Moreover, just as artillery and tanks have been steadily improved, expect increasing sophistication in
the kind of attacks that Russia directed against Estonia and Georgia. As Georgian Security Analysis
Center Senior Associate Khatuna Mshvidobadze pointed out in a report that is now part of the NATO
Strategic Concept bibliography, “The cyber-attacks against Georgia represented improvements over
the techniques used against Estonia in the spring of 2007.” Russia is surely not alone in analyzing the
2008 cyber-campaign to devise improvements.

Moreover, we should expect strides not only in computer methods and efficiency but in the
psychology, sociology and economics of attacks.

Future attacks may be targeted and stealthy, aimed at producing a single, devastating result such as
crippling a nuclear facility. Or they could be used in conjunction with a wider attack, for example,
blanking the radar screens of an air defense system. This could mask an isolated air attack on a
particular facility such as Israel’s 2007 strike at a suspected Syrian nuclear facility. However, such a
move could also be part of a broader war that incorporates cyber-attacks to blind the target
government, prevent it from broadcasting accurate information, delay international response, damage
morale, disrupt the economy and blunt any defense.

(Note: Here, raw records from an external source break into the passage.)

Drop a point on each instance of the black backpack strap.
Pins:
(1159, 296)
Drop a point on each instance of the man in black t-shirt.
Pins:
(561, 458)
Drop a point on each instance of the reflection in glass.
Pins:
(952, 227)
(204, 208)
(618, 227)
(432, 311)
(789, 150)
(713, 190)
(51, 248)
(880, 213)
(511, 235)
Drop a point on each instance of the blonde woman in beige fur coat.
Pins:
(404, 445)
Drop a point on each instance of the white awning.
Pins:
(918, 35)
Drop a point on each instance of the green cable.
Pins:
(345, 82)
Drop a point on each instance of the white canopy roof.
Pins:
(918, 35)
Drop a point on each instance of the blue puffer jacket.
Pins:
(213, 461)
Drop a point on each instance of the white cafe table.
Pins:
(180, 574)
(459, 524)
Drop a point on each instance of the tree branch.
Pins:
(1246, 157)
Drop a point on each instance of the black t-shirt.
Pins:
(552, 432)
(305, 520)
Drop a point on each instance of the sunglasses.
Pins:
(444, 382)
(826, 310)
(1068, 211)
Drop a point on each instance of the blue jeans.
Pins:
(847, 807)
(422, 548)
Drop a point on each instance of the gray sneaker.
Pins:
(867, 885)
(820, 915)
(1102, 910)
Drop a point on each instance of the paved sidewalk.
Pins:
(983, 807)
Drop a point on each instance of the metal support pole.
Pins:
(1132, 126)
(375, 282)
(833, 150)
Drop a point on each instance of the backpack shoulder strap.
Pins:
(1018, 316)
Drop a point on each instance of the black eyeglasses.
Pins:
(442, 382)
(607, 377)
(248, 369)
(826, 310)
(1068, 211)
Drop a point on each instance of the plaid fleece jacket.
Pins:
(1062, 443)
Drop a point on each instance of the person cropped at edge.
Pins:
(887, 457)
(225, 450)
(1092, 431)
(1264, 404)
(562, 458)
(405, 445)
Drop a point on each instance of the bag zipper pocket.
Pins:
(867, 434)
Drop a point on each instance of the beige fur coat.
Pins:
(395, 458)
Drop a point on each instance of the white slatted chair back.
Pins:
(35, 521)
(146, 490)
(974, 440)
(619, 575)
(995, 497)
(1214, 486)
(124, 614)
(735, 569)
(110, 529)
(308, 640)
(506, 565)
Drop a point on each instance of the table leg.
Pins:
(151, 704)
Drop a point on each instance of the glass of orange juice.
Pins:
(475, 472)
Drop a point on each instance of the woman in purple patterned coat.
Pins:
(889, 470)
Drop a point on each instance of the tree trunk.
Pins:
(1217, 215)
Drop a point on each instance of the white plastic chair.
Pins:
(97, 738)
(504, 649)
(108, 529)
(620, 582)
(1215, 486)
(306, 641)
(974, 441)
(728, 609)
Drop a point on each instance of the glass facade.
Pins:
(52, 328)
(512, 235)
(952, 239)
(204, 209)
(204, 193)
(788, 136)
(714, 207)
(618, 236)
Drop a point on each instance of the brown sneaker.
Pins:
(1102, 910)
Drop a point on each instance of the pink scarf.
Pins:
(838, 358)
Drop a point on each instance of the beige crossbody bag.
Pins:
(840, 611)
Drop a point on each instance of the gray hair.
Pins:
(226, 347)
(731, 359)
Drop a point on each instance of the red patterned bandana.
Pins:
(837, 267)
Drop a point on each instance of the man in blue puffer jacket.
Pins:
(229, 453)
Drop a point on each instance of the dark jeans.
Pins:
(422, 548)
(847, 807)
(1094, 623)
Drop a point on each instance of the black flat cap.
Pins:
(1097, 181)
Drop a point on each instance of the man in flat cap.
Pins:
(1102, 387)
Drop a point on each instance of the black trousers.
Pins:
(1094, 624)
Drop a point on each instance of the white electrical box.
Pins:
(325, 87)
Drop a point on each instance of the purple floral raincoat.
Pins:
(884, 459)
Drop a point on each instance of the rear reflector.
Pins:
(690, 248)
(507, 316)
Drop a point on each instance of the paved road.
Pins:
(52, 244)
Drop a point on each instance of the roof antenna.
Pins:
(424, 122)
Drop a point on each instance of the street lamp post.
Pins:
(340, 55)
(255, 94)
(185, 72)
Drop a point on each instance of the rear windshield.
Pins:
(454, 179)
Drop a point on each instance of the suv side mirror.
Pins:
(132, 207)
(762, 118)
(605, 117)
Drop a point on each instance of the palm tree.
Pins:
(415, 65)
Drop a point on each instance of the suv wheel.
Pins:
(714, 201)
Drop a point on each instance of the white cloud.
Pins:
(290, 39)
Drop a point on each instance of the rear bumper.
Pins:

Of course, surprise, deception, sabotage, severed communications, psychological operations,


economic disruption—that is, war—are as old as humankind. Cyber-space is a new dimension for
warfare, just as the sea, air and outer space once were. However, beyond its considerable technical
challenges, the cyber dimension presents at least two unique features.

One is that it reverses the traditional roles of government and private industry in war. In the cyber
dimension, most targets belong to private companies; cyber aggressors and cyber defenders will be
mostly civilians. This calls for an unprecedented partnership between government and industry.
Experts from around the world will gather this week in Tbilisi to discuss just this.

Another unique feature is that cyber defense requires uncommon cooperation among like-minded
countries. For western countries, NATO—of course, in conjunction with others—is the organization
that has the resources and six-decade tradition of international cooperation and interoperability. The
alliance’s new Strategic Concept, due to be approved at the NATO Lisbon Summit later this month,
will no doubt seriously address cyber-defense. Will it be enough?

The next super-worm—and more—is already out there!

*David J. Smith is Director, Georgian Security Analysis Center, Tbilisi, and Senior Fellow, Potomac
Institute for Policy Studies, Washington.